Les salariés de l'usine Whirlpool d'Amiens manifestaient aujourd'hui à Paris pour exprimer leur absence de résignation face aux délocalisations. A cette occasion, j'ai souhaité alerter Michel Sapin, Ministre de l'Economie et des Finances, par une question écrite pour lui demander quelles mesures pourront être prises pour garantir la stabilité professionnelle des salariés.

Question à Michel Sapin, Ministre de l'Economie et des Finances, sur la stabilité professionnelle des salariés de Whirlpool

Question écrite n° 103927 publiée au Journal Officiel le 25 avril 2017

M. Romain Joron alerte M. le ministre de l'économie et des finances sur la décision du groupe Whirlpool de délocaliser à Lódz, en Pologne, son usine de production de sèche-linge actuellement située à Amiens.

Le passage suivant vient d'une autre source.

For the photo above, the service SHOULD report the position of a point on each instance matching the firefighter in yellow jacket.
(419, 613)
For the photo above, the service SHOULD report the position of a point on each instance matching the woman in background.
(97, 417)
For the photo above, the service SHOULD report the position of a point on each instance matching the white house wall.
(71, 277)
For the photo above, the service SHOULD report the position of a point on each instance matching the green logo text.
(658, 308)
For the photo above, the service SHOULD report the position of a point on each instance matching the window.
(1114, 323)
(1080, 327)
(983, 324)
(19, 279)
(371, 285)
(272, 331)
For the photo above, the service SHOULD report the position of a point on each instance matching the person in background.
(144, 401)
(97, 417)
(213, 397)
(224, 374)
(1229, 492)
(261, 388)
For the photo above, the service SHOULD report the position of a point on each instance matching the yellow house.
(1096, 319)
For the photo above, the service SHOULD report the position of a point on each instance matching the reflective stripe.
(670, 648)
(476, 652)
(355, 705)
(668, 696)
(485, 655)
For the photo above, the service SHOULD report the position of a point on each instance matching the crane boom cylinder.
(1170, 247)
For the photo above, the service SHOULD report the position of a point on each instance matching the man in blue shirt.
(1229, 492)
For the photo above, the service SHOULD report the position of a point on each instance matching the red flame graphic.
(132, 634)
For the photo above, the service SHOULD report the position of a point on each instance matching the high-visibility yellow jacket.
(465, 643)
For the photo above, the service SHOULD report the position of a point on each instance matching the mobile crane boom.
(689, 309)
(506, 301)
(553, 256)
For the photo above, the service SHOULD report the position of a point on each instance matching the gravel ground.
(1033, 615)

En effet, cette décision annoncée le 24 janvier dernier a pour effet direct de menacer la situation des 286 salariés de l'usine, qui se retrouveront sans emploi lors de la fermeture programmée du site en juin 2018. Les 60 personnes travaillant pour le sous-traitant Prima verront également leur stabilité professionnelle fragilisée.

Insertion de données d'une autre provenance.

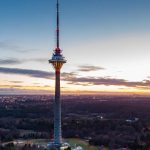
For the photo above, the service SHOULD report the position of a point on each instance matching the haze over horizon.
(105, 42)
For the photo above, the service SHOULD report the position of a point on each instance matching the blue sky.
(110, 34)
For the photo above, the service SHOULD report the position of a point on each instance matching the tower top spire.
(57, 30)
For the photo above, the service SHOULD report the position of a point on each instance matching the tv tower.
(57, 62)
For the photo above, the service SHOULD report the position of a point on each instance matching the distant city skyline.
(105, 42)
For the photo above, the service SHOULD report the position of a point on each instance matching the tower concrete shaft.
(57, 110)
(57, 61)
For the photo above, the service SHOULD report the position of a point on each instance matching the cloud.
(87, 68)
(9, 46)
(27, 72)
(9, 61)
(72, 78)
(35, 73)
(15, 61)
(108, 82)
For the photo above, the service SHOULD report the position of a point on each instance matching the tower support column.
(57, 110)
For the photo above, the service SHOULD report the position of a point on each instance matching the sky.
(106, 44)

Lors de la signature du contrat de développement de l'Amiénois le 16 mars dernier, le Premier ministre a rappelé l'obligation pour Whirlpool de réindustrialiser le site, en accord avec les dispositions de la loi Florange du 29 mars 2014. Cette loi visant à reconquérir l'économie réelle a instauré l'obligation de recherche systématique d'un repreneur, en coordination avec les représentants de l'Etat et des salariés. En outre, la loi relative à la sécurisation de l'emploi du 14 juin 2013 impose que dans le cas d'une procédure de licenciement collectif, les mesures d'accompagnement des salariés soit validées soit par les organisations syndicales, soit par l'Etat.

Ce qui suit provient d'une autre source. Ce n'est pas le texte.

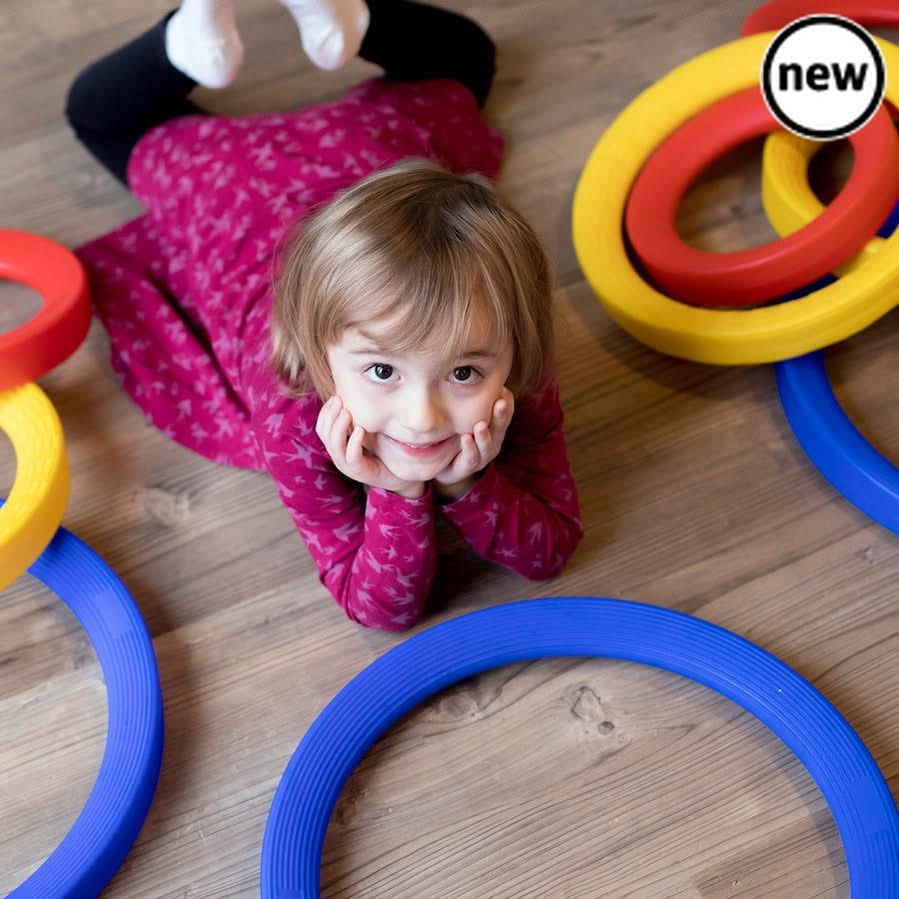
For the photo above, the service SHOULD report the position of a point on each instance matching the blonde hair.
(422, 246)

Alors que le Premier ministre vient de recevoir les représentants syndicaux de l'usine Whirlpool le 13 avril, il lui demande de bien vouloir lui préciser quelles mesures pourront être prises afin de garantir la stabilité professionnelle des salariés et dissiper leurs inquiétudes pour leur avenir, trois ans après la fermeture de l'usine Goodyear et la destruction de 1 143 emplois sur le territoire.